I dropped my face against my hands, slamming my elbows on either side of my book, while the whole conversation with David played in my mind like a regret marathon on repeat. How could I have just stood there with my giant gob open and let nothing out? I should’ve told him. I should’ve said, “Thanks, David. I like you, too.” What is wrong with me?
I sat up straight and grabbed my pen. “Um, yeah. All good.”
Satisfied, the teacher turned back to the board and, one by one, the students followed suit, leaving me and my scribble alone again.
My scribble became pictures then, each word transforming into a snake or overlapping circles and other various works of notepad art, all twining together to form two words: Knight Fever. I had it bad—bad enough to be drawing love hearts.
I scribbled them out, practically ripping the page with my pen. It was way too early to use that word. This was in no way love at first sight—just my deep-seated need to feel accepted manifesting itself into emotions that weren't real. I nodded, satisfied with my psychological assessment. That would’ve made Vicki proud. Except, I didn’t want it to be right. It felt good to like a boy. It felt good to be that distracted. But I couldn’t let that feeling divert me from the plan; to put my head down, get through this year and hopefully, somewhere in the mix of all my moving on, I might actually move on—without dragging anyone down with me.
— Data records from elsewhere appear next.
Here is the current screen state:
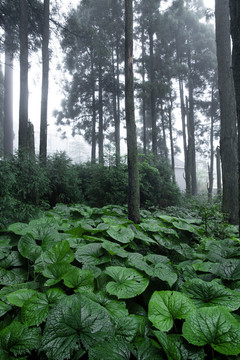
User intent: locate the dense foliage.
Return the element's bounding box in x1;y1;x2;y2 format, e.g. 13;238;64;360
0;152;180;228
0;203;239;359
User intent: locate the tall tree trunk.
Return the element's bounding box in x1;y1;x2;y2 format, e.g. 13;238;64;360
112;47;120;166
160;102;168;159
125;0;140;224
4;37;13;157
229;0;240;229
216;145;221;196
187;48;197;196
208;86;214;201
148;24;157;160
168;91;175;183
141;22;147;154
19;0;29;154
215;0;238;224
90;52;96;164
185;96;192;195
98;63;104;165
39;0;50;164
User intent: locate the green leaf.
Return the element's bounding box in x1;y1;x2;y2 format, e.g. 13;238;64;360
148;291;195;332
41;293;114;360
182;306;240;355
107;225;135;244
0;301;11;318
7;222;29;235
211;259;240;281
153;263;178;288
0;251;25;269
18;234;42;262
34;240;74;272
126;253;153;276
89;340;131;360
0;321;41;356
42;262;73;286
22;288;65;326
63;267;94;291
153;331;181;360
101;240;129;258
140;219;162;233
183;278;240;310
132;337;164;360
172;220;198;234
0;239;12;260
6;289;37;307
105;266;149;299
114;315;138;341
75;243;110;266
0;268;27;286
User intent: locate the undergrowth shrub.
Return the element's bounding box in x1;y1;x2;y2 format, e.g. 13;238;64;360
46;152;84;207
78;163;128;207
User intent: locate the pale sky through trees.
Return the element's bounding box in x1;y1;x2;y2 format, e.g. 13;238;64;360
11;0;215;158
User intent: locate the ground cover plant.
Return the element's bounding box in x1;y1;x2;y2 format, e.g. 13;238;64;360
0;203;239;359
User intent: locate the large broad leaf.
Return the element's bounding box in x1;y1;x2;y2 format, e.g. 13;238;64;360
153;331;181;360
6;289;37;307
75;243;110;266
0;301;11;318
0;268;27;286
114;315;138;342
7;222;29;235
101;240;129;258
34;240;74;273
132;337;164;360
0;251;25;269
88;340;131;360
18;234;42;262
153;331;205;360
153;263;178;288
148;291;195;332
182;278;240;310
41;293;114;360
0;321;41;357
126;253;153;276
182;306;240;356
210;259;240;281
42;262;73;286
0;238;12;260
105;266;149;299
21;288;66;326
107;225;135;244
63;267;94;292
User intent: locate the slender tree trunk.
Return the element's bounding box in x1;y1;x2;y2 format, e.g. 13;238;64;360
148;24;157;160
39;0;50;164
125;0;140;223
208;86;214;201
91;53;96;164
215;0;238;224
27;121;35;156
141;23;147;154
112;47;120;166
4;38;13;157
229;0;240;230
187;48;197;195
19;0;29;154
216;145;221;196
168;91;175;183
185;96;192;195
98;63;104;165
160;102;168;159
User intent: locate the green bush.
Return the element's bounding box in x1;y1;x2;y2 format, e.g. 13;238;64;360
78;163;128;207
138;154;181;208
46;152;84;207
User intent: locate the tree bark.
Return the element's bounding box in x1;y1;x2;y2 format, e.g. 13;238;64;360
125;0;140;223
98;63;104;165
19;0;29;154
40;0;50;164
215;0;238;224
91;53;96;165
229;0;240;229
3;37;14;157
208;86;214;201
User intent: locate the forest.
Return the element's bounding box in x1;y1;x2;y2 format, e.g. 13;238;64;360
0;0;240;359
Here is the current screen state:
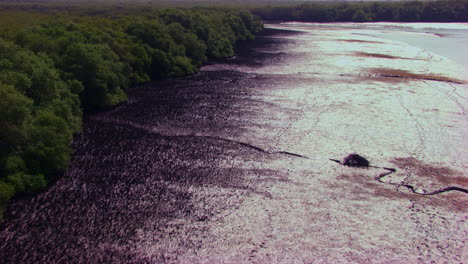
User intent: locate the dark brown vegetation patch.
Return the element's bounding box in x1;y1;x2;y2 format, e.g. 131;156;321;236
355;52;414;60
369;68;466;84
391;157;467;188
339;39;384;44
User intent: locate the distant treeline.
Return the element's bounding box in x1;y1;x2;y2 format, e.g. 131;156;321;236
0;7;262;219
252;0;468;22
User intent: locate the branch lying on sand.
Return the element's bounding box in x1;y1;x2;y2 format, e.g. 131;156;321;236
330;154;468;196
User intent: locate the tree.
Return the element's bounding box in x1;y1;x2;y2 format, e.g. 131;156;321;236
352;9;372;22
63;43;128;109
0;84;32;159
167;22;207;66
24;110;73;178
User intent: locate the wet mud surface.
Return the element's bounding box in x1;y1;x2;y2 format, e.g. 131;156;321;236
1;24;467;263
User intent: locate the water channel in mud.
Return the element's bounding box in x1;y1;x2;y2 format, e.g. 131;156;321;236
1;22;467;263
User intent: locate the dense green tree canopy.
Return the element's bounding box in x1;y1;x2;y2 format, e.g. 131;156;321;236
0;38;81;217
0;7;263;220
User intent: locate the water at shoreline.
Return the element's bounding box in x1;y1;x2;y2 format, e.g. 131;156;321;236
277;22;468;70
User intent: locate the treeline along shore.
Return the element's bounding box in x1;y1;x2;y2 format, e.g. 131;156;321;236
0;5;263;219
252;0;468;22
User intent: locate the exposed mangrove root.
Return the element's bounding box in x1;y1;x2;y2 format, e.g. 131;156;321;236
277;151;309;159
90;116;310;159
204;136;310;159
330;156;468;196
375;171;468;196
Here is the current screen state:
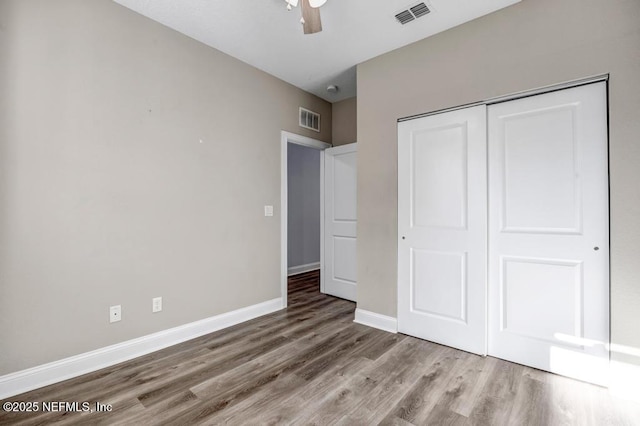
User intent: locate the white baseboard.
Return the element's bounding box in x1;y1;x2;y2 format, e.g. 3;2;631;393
610;360;640;403
0;297;283;399
287;262;320;276
354;308;398;334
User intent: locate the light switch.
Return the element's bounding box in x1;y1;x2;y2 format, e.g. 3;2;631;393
264;205;274;217
152;297;162;313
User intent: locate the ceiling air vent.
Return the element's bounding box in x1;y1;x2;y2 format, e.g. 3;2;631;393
395;10;415;25
299;107;320;132
410;2;430;18
396;2;431;24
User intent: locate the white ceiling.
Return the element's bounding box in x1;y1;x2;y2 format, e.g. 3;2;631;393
113;0;520;103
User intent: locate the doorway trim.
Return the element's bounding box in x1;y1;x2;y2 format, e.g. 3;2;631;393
281;131;331;308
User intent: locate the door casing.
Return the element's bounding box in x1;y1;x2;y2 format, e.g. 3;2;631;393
280;131;330;308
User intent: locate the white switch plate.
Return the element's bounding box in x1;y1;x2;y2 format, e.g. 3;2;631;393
152;297;162;313
109;305;121;323
264;205;274;217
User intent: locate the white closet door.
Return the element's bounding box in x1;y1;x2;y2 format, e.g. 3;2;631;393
488;83;609;385
398;106;487;355
323;143;357;301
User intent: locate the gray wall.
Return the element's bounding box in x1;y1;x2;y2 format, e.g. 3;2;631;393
357;0;640;366
0;0;331;375
332;97;357;146
287;144;321;269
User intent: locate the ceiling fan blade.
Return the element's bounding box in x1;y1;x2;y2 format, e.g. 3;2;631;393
308;0;327;7
301;0;322;34
309;0;327;7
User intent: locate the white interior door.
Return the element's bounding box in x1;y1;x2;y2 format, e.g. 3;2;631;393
323;143;357;301
398;106;487;355
488;83;609;385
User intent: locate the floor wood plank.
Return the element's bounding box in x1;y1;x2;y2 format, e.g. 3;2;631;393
1;270;639;425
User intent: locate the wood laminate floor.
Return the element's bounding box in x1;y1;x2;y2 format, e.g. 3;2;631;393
1;270;639;425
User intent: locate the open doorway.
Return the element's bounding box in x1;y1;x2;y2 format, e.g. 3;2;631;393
287;143;322;276
280;131;330;308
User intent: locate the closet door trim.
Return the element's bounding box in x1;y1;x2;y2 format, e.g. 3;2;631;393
397;74;608;123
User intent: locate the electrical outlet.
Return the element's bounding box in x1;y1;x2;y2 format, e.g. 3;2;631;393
264;205;273;217
109;305;121;323
152;297;162;313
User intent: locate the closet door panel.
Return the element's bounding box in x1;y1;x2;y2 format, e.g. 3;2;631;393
398;106;487;355
488;82;609;386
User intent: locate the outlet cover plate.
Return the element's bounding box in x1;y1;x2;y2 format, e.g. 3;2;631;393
110;305;122;323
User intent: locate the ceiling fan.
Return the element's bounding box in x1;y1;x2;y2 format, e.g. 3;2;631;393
285;0;328;34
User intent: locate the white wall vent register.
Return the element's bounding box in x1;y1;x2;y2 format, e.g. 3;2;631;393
299;107;321;132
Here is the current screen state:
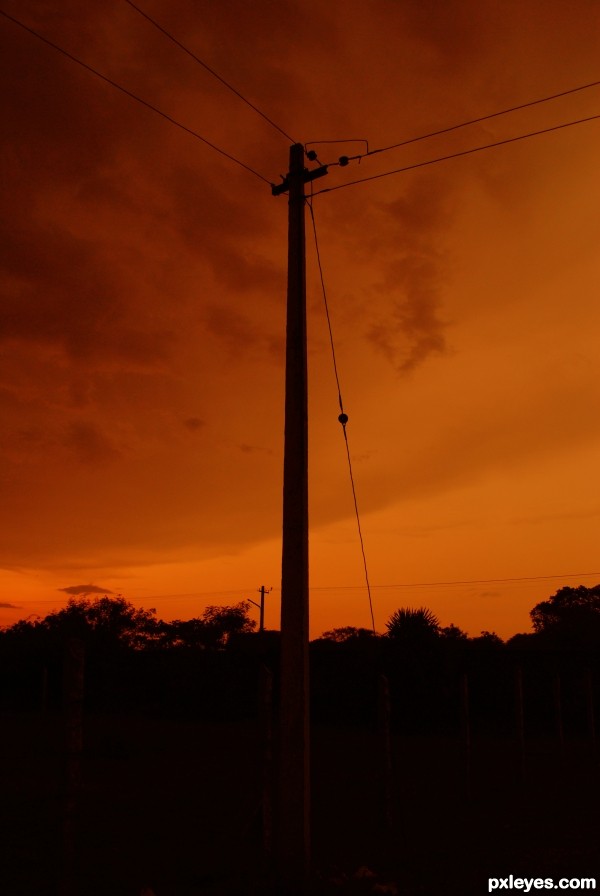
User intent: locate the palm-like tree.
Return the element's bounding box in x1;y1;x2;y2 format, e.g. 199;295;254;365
385;606;440;641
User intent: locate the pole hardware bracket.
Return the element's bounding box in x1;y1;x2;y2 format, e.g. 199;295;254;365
271;164;328;196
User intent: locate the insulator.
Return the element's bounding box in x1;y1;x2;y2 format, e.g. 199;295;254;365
339;156;349;166
338;413;348;425
307;150;318;161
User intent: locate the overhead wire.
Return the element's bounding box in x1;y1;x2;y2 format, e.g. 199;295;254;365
5;572;599;609
312;112;600;195
307;189;376;632
3;589;263;606
0;8;272;185
311;572;600;590
123;0;297;146
149;571;600;595
329;77;600;165
4;9;598;624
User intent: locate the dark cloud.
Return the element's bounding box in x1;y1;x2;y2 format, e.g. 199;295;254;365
63;421;121;465
167;165;273;242
216;249;283;294
202;303;283;357
1;4;286;387
0;7;202;375
401;0;490;75
368;258;447;373
156;0;328;138
366;175;454;373
2;9;130;186
183;417;204;432
59;584;114;596
165;164;283;294
0;0;598;598
203;305;254;353
0;602;21;609
239;443;273;455
0;221;171;367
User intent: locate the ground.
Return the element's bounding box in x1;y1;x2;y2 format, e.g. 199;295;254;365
1;713;598;895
When the lunch bell rang, I stayed in my chair, sharing my pendulum thoughts with the Bunsen burner. He didn’t talk back, thankfully, but I wished he would. If it was even a he. “Sorry,” I said, “If you’re a girl, you have a lovely figure.”
“I assure you, I’m a boy,” it said in a velvety voice. And my cheeks went really hot when I realised it wasn’t the Bunsen burner that spoke.
All I could do was laugh, staring forward with a rock of tension making my head want to sink down. “I’m...just gonna go hide under the desk.”
David cleared his throat into his fist. “Don’t do that. It’s okay, I talk to inanimate objects all the time.”